So
you’ve bought your turkey, the cranberries, and pumpkin pie filling. The guests
have already been invited. You’re almost ready for Thanksgiving. Or, are you?
Harvest
festivals have been part of human history since the beginning of
agriculture. With harvesting completed
and food stored away for the winter months, those early tillers of the soil
celebrated the results of their labor.
They also recognized their dependence on elements and forces beyond
their efforts that made harvest possible.
Jews
celebrated harvest thanksgivings in several periods throughout the year. In medieval times many Europeans observed the
Feast of St. Martin of Tours on November 11, and in England "Harvest Home"
celebrations began in the sixteenth century.
Today, we no longer call these "Harvest Home" celebrations,
but "Thanksgiving."
Thanksgiving Day is observed on the second Monday of October in Canada,
while in the United States it is on the fourth Thursday of November.
At
this time of the year here on the high desert in central Oregon it is a little
difficult to enter into the spirit of an agricultural "harvest"

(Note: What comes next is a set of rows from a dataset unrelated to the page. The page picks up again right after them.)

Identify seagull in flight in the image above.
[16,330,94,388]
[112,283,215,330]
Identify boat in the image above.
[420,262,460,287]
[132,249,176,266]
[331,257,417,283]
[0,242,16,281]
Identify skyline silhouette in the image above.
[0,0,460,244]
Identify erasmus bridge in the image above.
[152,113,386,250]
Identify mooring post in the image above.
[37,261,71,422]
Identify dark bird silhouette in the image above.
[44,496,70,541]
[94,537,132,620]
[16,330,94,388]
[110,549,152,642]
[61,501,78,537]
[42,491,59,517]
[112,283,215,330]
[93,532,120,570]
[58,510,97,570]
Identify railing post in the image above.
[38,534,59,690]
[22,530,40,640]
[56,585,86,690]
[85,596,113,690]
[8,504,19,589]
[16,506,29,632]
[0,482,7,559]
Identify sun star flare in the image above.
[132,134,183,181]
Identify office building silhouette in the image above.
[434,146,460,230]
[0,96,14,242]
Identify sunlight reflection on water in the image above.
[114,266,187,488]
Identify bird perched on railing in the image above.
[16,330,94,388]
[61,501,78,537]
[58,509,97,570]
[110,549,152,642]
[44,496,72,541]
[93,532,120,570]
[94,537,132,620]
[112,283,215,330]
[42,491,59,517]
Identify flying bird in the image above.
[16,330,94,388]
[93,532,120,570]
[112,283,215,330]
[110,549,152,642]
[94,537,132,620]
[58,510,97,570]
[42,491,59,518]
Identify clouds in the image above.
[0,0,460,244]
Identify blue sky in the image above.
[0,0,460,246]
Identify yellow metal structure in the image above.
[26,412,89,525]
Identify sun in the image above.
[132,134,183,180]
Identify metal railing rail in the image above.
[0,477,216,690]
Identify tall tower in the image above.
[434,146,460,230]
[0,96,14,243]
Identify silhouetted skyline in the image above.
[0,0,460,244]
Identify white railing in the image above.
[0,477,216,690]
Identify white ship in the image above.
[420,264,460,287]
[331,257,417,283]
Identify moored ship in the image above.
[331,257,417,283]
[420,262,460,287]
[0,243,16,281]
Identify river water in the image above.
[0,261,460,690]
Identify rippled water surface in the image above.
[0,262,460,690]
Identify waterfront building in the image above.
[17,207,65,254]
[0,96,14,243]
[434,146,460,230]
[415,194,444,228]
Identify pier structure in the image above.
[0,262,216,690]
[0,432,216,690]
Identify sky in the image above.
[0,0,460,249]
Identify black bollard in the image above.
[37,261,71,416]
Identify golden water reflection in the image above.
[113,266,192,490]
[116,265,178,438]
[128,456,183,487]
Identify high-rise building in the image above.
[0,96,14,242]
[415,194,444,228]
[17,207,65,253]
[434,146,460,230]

festival. Here, the harvest was gathered in September and October. And, if the
truth be told, the celebration of a "harvest festival" at the end of
November is late, even for Plymouth ,
Massachusetts .
Actually,
the "first" Thanksgiving in America is subject to debate. Some Native American tribes had been having
harvest thanksgiving festivals for centuries, as had the Europeans who came to
these shores. Perhaps the first
observance of the latter was entirely religious and involved neither harvest
nor feasting. On December 4,
1619 , 39 English settlers arrived at the mouth of the James River in Virginia . Their charter required that their arrival
date be observed yearly as a day of thanksgiving to God. Their thanksgiving was not for bounty, but
for the fact that they had survived.
That was reason enough for an annual observance of thanksgiving.
Most
people, however, associate the first Thanksgiving with the Pilgrims who arrived
a year later on November 11, 1620 . Escaping religious persecution in Europe , these colonists attempted to reach the Virginia colony. Their sixty-seven day voyage ended instead
several hundred miles north on Cape Cod -- in
what is now Massachusetts . At a recently vacated Indian settlement, they
discovered corn set aside for spring planting.

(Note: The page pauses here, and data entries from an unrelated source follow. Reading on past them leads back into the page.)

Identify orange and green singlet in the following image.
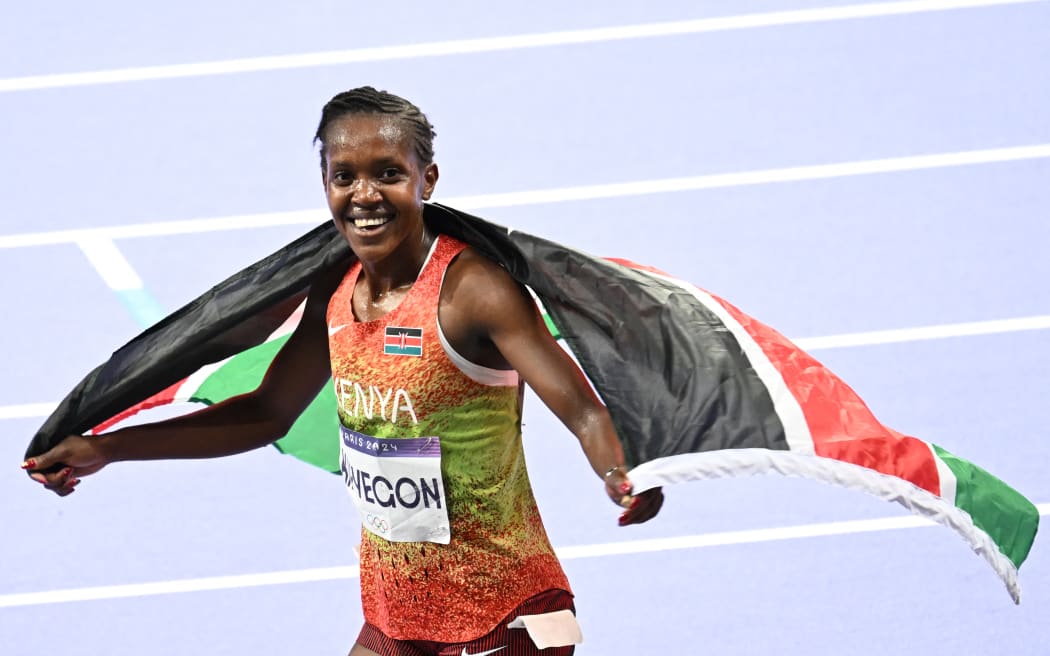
[328,235,569,642]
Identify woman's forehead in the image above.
[324,114,410,150]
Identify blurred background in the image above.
[0,0,1050,656]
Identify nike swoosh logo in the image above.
[460,646,507,656]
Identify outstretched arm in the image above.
[23,263,337,496]
[441,251,664,525]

Already on a starvation diet, they were more concerned about their
immediate need for food than for anyone's future crop, so they took ten bushels
of the Indian's seed corn in order to survive the winter.

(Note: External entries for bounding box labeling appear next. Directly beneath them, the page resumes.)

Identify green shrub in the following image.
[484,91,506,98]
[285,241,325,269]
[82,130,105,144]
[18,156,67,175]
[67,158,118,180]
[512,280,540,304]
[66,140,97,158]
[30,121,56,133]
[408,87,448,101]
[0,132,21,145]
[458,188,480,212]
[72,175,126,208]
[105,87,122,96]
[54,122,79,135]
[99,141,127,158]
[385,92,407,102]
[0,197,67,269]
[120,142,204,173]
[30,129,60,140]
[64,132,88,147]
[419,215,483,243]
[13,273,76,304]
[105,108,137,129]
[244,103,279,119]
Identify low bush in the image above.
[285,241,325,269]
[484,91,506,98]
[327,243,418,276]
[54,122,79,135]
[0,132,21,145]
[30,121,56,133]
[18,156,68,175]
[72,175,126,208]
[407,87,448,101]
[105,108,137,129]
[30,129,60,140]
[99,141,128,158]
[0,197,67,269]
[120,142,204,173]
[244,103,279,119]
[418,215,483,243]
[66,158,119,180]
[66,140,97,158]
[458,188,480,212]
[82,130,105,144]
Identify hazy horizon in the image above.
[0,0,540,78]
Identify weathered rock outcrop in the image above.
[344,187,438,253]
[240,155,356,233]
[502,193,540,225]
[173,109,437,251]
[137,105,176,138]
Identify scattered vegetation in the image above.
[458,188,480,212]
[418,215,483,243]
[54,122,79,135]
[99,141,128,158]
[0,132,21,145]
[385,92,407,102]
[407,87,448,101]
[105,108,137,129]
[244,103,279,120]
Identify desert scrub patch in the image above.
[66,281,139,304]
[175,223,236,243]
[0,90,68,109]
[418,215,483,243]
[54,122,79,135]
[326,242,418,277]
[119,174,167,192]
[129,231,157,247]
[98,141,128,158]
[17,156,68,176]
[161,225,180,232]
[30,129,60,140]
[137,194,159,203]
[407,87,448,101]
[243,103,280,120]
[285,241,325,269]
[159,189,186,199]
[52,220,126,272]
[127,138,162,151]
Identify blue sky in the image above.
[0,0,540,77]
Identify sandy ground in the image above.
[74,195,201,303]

In the summer of 1621, less than a year
after their arrival and after a terrible winter when half of the colonists
died, hope was renewed by a good corn crop. Squanto, a member of the Wampanoag
nation who had previously visited England and knew how to speak English, helped
the colonists during their first winter and spring, showing them how to prepare
the fields and plant corn. He was also
the Pilgrims' go-between with other tribes, helping arrange the pact that
allowed the Pilgrims and Indians to live in peace.[1]
The
first corn harvest brought rejoicing, and Governor William Bradford decreed
that a three-day feast be held. Chief
Massasoit was invited to share the celebration, and share he did. Ninety members of the tribe came with him --
probably to celebrate their traditional harvest feast. The Pilgrims didn't have enough food for
three days of feasting with such numbers, so the Indians went out and brought
back most of what they ate at the feast: Five deer, many wild turkeys, fish,
beans, squash, corn soup, corn bread, and berries.[2] Sweet strong wine from wild grapes
supplemented the feast.
The
feast lasted for days, with little attention to religious services. Some believe that the Pilgrims chose to keep
their harvest festival secular because they disapproved of mingling religious
and secular celebrations. It seems to
have been a one-time occasion, with no thought to future celebrations. Although not a religious observance, the
Pilgrims celebrated their surviving that first disastrous year and the bounty
of the land they had discovered. It was
also a celebration with the people
who had made their survival possible. It
was a grateful acknowledgement of the way their life, indeed survival, was
dependent on the Native Americans.
Serious
questions have been raised about the nature and purpose of Thanksgiving Day
observances in the subsequent one hundred years. William B. Newell, a Penobscott Indian and
former chair of the anthropology department at the University of Connecticut,
says that the first "official" Thanksgiving Day was proclaimed by the
Governor of the Massachusetts Bay Colony in 1637 -- fifteen years after the Pilgrims' celebration at
Plymouth. The purpose of this
celebration, says professor Newell, was to celebrate the massacre of 700 Indian
men, women and children at their annual Green Corn Dance (their Thanksgiving)
in the previous year.[3]
The murder of a white trader and Indian-kidnapper had been the excuse for the
Puritans to make war on the Pequots.[4]
After that there were massacres on both sides.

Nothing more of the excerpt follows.